Кое-кому это показалось бы излишеством в дурном вкусе, но де Ришло вовсе не разделял предрассудка, требовавшею являть сдержанность запросов и умеренность даже при большом богатстве. Аристократия, говаривал он, любила жить во блеске, и незачем лишаться великолепия в угоду низменным критикам.
Предки де Ришло гордо выступали во главе конных и пеших копейщиков, предшествуемые тридцатью двумя телохранителями. Герцог весьма сожалел, что нынешняя мода предполагает лишь ливрейного лакея в испано-сюизе, да шофера... Денежные средства де Ришло были, мягко говоря, значительны, скупостью герцог не отличался ни в малой мере и, не обзаведясь законными наследниками, справедливо полагал, что на его оставшийся век хватит с избытком, даже если забавы ради пускать золотые монеты по воде «блинчиком». «После меня — хоть потоп», — говаривал де Ришло с добродушной улыбкой, щедро одаривая оказавшихся в затруднении знакомых. Здесь, вероятно, сказывалась безрассудная широта натуры, унаследованная от русской матери.
— Покуда в Англии существует частная собственность, будем ею пользоваться, — прибавлял иногда герцог. — А то, чего доброго, они и сюда явятся.
«Они» относилось к большевикам, которых де Ришло недолюбливал.
Рекс уже не раз и не два пользовался роскошной, утопленной в кафельном полу, ванной — вернее, небольшим бассейном, а потому окружавшая роскошь не производила на американца особого впечатления.

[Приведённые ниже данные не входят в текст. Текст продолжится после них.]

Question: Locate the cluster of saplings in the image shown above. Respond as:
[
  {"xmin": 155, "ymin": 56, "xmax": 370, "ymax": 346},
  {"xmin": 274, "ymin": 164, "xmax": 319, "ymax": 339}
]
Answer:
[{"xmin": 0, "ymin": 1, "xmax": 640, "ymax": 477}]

Куда больше ван Рина занимала ужасная головная боль, напавшая на рассвете. Похмелье исключалось — три-четыре легких коктейля не ввергают человека в подобное состояние. А голова буквально раскалывалась — такое с Рексом было только один раз, в юности, когда «сухой закон» привел к подпольному винокурению и Соединенные Штаты потонули в самогоне, ласково именовавшемся «moonshine» — лунный свет. Ван Рин хватил однажды пару стаканов мутноватой, крепкой, словно кислота, жидкости и закаялся на веки вечные пробовать жидкие продукты любительского происхождения.
Огромная губка, смоченная горячей водой и положенная на темя, принесла изрядное облегчение. События предыдущей ночи возникли в памяти Рекса с предельной отчетливостью. Да, это следствие столкновения, произошедшего в темной обсерватории. Прогулка по дому Саймона, казалось, высосала из атлетического тела всю энергию, обычно бившую ключом и просившую выхода. Во время беседы с герцогом Рекс еще держался, но потом нервное напряжение взяло свое и ударило наотмашь.
Н-да! Человек водит гоночные машины со скоростью свыше двухсот миль в час. Летает на самолете со скоростью втрое большей. Человек пробежался в компании друзей по морозным просторам «запретной территории», слыша визжащие возле самого уха пули и хладнокровно отстреливаясь. Человек угодил прямо в котел кубинской революции, где, опять же, пришлось и на курок нажимать, и кулаками работать. И нигде, ни разу не выматывался до такой степени, не ощущал себя выжатым, точно лимон.
Отвратительная, пагубная фигура вновь предстала мысленному взору ван Рина. Неужели тихий, вежливый, уступчивый Саймон по доброй воле способен был впутаться в столь устрашающую дьявольщину? Или впрямь не ведал, что творил?